人と比べて遅れているからといって気にするな。「仕事で一人前になる」ための、たった1つのポイント写真はイメージです Photo:PIXTA

「同期と比べて出遅れている気がする」。入社間もない頃には、そんな悩みを抱く人も多いでしょう。結果、安易に転職を考えたり、心を病んでしまったりする若者も少なくありません。しかし、『あなたのビジネスライフは入社3年で決まる』の著者であり、Web業界のリーディングカンパニーの経営者として40年間、のべ1万人以上の若手社員を見守ってきた井上氏は、「人から遅れていることを気にすることはない」と断言します。仕事で一人前になるための、たった1つのコツとは?

人から遅れているからといって気にしてはいけない

「同期と比べて仕事を覚えるのが遅くて辛い」
「同僚よりも作業スピードが遅いので、すごく焦っている」

 このように他人と比較して、気に病んでしまう人がいます。中には「自分はセンスがないのだ」と自己嫌悪に陥って、会社を去ってしまう人もいるくらいです。

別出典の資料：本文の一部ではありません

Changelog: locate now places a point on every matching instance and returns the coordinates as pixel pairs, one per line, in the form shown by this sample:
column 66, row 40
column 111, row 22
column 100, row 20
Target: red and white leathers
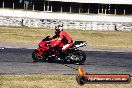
column 63, row 40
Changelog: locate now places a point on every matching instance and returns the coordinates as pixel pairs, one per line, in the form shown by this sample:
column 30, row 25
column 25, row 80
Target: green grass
column 94, row 38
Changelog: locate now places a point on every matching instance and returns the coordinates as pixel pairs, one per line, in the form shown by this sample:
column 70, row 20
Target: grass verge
column 50, row 81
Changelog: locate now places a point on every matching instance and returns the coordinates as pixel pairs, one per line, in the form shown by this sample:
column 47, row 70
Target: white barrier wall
column 19, row 19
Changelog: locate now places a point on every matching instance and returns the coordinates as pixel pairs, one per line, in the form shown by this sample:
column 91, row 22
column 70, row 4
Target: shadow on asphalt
column 24, row 56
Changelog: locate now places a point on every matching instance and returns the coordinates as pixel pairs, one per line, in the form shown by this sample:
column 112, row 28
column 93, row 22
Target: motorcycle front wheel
column 35, row 56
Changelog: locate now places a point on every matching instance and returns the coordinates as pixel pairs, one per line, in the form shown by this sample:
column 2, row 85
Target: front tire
column 35, row 56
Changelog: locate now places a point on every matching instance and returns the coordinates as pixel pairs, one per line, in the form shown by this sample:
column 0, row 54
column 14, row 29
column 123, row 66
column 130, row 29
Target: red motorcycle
column 45, row 53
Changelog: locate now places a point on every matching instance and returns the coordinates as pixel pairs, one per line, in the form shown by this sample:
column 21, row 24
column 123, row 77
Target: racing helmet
column 59, row 28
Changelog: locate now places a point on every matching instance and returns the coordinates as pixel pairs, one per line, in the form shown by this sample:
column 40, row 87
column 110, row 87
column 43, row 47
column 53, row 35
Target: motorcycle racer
column 63, row 39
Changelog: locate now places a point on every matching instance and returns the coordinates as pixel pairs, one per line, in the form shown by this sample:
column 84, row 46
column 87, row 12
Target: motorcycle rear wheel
column 78, row 57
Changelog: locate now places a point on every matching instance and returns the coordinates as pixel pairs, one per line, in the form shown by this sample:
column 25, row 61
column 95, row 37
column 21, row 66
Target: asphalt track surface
column 19, row 61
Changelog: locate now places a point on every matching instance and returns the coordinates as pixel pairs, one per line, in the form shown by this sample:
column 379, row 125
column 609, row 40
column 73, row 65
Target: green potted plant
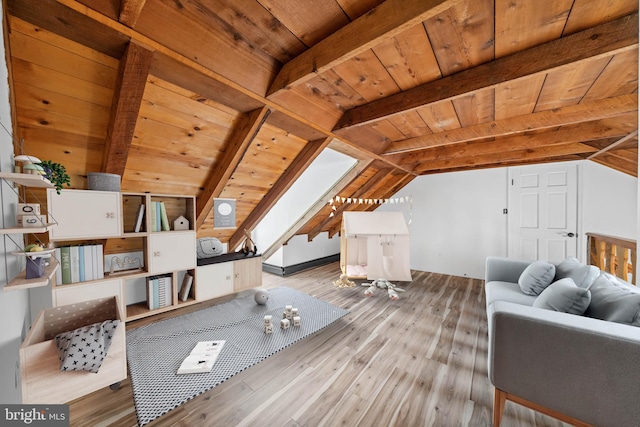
column 56, row 173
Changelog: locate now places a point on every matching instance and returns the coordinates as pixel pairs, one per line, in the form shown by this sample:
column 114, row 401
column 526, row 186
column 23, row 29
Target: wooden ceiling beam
column 588, row 132
column 346, row 179
column 384, row 22
column 127, row 98
column 130, row 11
column 549, row 119
column 241, row 137
column 622, row 140
column 307, row 155
column 602, row 40
column 529, row 154
column 377, row 177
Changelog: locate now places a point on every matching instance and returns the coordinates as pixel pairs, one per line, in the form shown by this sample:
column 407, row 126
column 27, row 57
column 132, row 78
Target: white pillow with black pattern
column 84, row 349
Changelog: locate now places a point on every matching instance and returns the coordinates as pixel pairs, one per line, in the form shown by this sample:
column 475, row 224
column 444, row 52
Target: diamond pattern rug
column 154, row 352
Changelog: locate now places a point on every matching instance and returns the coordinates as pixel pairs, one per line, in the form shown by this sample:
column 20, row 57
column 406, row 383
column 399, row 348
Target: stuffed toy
column 248, row 246
column 343, row 282
column 383, row 284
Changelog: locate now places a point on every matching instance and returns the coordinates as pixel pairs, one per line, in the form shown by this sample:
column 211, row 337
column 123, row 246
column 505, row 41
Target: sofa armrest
column 504, row 269
column 582, row 367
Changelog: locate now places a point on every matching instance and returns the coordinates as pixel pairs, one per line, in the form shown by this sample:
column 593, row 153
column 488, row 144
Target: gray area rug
column 155, row 351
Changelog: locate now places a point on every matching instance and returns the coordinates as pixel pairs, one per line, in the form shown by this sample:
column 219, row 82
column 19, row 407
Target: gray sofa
column 579, row 369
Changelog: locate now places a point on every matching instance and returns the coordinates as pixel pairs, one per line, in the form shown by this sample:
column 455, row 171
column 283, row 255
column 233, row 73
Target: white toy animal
column 383, row 284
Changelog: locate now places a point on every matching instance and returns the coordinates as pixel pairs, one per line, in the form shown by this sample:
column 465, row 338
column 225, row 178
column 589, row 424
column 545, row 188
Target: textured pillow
column 583, row 275
column 613, row 303
column 536, row 277
column 564, row 296
column 208, row 247
column 84, row 349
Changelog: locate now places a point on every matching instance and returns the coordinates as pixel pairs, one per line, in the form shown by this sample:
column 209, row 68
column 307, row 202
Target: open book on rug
column 202, row 357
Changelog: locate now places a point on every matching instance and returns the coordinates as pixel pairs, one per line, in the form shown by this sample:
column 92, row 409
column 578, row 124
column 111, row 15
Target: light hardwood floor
column 418, row 361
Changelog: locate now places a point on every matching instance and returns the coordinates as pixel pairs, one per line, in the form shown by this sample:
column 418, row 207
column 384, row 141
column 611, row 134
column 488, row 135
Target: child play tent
column 375, row 245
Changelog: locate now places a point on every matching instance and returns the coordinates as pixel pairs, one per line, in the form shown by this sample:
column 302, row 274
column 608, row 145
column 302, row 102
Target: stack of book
column 79, row 263
column 159, row 219
column 159, row 292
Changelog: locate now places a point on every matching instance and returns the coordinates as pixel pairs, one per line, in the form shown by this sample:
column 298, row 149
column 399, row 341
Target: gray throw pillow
column 613, row 303
column 84, row 349
column 564, row 296
column 536, row 277
column 583, row 275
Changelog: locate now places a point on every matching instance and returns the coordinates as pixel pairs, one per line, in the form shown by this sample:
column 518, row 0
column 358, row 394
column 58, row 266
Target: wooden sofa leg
column 499, row 399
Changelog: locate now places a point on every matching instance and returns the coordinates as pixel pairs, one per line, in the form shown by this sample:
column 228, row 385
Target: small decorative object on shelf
column 181, row 223
column 56, row 173
column 125, row 266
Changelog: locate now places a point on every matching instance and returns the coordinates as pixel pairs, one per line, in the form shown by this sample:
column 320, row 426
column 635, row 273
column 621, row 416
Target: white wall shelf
column 28, row 180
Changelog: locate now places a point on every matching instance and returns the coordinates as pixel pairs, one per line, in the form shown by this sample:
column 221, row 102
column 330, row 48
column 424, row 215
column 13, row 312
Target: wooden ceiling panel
column 367, row 76
column 463, row 36
column 588, row 13
column 517, row 97
column 309, row 24
column 523, row 24
column 409, row 58
column 240, row 96
column 477, row 107
column 617, row 78
column 179, row 26
column 568, row 85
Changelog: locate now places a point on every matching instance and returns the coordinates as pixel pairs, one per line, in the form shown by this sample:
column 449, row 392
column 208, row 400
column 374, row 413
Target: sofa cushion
column 506, row 291
column 536, row 277
column 613, row 303
column 583, row 275
column 564, row 296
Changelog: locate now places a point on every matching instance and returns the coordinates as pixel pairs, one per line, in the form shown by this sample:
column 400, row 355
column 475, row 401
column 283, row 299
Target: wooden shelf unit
column 20, row 281
column 169, row 252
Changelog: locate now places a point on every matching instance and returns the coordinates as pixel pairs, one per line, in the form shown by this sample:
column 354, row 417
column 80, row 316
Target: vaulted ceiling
column 234, row 99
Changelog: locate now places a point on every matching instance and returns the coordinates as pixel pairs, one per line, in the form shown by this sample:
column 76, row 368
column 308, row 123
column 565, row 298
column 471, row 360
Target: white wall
column 457, row 220
column 14, row 305
column 609, row 203
column 319, row 177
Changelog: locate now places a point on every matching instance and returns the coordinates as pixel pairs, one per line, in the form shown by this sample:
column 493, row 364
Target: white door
column 543, row 208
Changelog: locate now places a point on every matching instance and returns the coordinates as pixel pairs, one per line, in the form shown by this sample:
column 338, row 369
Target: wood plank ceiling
column 227, row 98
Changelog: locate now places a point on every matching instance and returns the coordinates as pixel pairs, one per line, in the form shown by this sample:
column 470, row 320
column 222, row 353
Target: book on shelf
column 154, row 217
column 65, row 264
column 159, row 292
column 164, row 220
column 80, row 263
column 139, row 218
column 75, row 264
column 186, row 286
column 58, row 256
column 202, row 357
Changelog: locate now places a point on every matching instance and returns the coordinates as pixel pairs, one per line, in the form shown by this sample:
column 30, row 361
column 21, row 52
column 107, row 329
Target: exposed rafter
column 241, row 138
column 130, row 11
column 580, row 113
column 382, row 23
column 606, row 39
column 349, row 176
column 132, row 78
column 310, row 151
column 589, row 131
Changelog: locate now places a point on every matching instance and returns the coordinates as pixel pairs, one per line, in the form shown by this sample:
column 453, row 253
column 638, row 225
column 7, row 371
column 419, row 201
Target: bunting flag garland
column 334, row 201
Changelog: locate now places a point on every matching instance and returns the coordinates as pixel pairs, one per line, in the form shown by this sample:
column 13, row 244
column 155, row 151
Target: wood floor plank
column 417, row 361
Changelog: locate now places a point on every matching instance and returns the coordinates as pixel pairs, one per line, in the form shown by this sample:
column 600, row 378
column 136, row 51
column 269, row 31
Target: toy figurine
column 383, row 284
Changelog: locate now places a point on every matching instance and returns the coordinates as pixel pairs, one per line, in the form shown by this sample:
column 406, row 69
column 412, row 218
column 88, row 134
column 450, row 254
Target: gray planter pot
column 103, row 181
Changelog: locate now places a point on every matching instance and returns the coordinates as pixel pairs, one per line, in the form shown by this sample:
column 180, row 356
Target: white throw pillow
column 536, row 277
column 564, row 296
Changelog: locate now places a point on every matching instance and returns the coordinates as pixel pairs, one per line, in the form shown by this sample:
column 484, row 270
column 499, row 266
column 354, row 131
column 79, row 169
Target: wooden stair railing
column 614, row 255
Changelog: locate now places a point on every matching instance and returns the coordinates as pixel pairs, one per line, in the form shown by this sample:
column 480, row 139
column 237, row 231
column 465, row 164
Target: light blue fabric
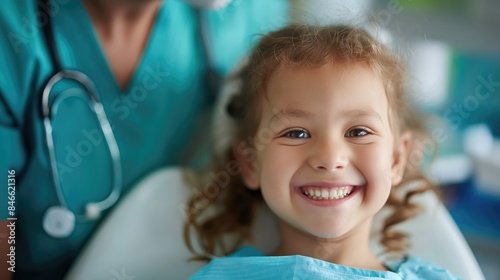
column 250, row 263
column 153, row 119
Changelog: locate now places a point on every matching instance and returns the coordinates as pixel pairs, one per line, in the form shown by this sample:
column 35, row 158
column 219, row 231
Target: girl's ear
column 246, row 157
column 399, row 160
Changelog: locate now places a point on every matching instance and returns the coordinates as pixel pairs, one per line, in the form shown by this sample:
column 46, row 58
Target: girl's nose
column 328, row 155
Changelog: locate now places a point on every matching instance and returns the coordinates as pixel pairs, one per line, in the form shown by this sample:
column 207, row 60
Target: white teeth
column 325, row 193
column 333, row 194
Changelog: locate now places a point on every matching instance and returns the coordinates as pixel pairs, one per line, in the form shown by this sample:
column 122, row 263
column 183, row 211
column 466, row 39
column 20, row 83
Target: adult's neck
column 107, row 14
column 351, row 249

 しかし、はっきり断言しておきます。人と比べて遅れているからといって気にする必要は微塵もありません。

 私の経営する会社の新入社員の中には、美大でデザインを専攻してきた人や、大学の授業でHTMLレコーディングやプログラミングを学んできた人がいる一方で、それらにまったく触れてこなかった人もいます。

 入社後2~3ヶ月は、彼ら、彼女らの間にスキル面で差があるのは確かです。しかし半年も経てば、ほとんど差がなくなります。そして、1年後には皆横並びになるものです。だから人より覚えが悪くても全然かまわないのです。

 また、作業スピードについても同じことが言えます。「早ければいい」と思い込み、要領良く何でもパッパッと素早くこなそうとする必要はまったくありません。むしろスピードを重視するあまり、正確性に欠けては本末転倒です。

 したがって、最初は作業スピードを気にせず、正確性を重視して、丁寧にこなすことを習慣化してください。他人より時間がかかってもかまいません。ビリでも気にしないことです。何度も同じ動作を繰り返していくうちに、スピードは確実に速くなっていき、周囲と比べても遜色がなくなるので安心してください。

 逆に、最初からスピードを重視してしまうと、間違ったやり方が習慣化してしまい、後から正確性を向上させようとしても決して上手くいかないことを覚えておきましょう。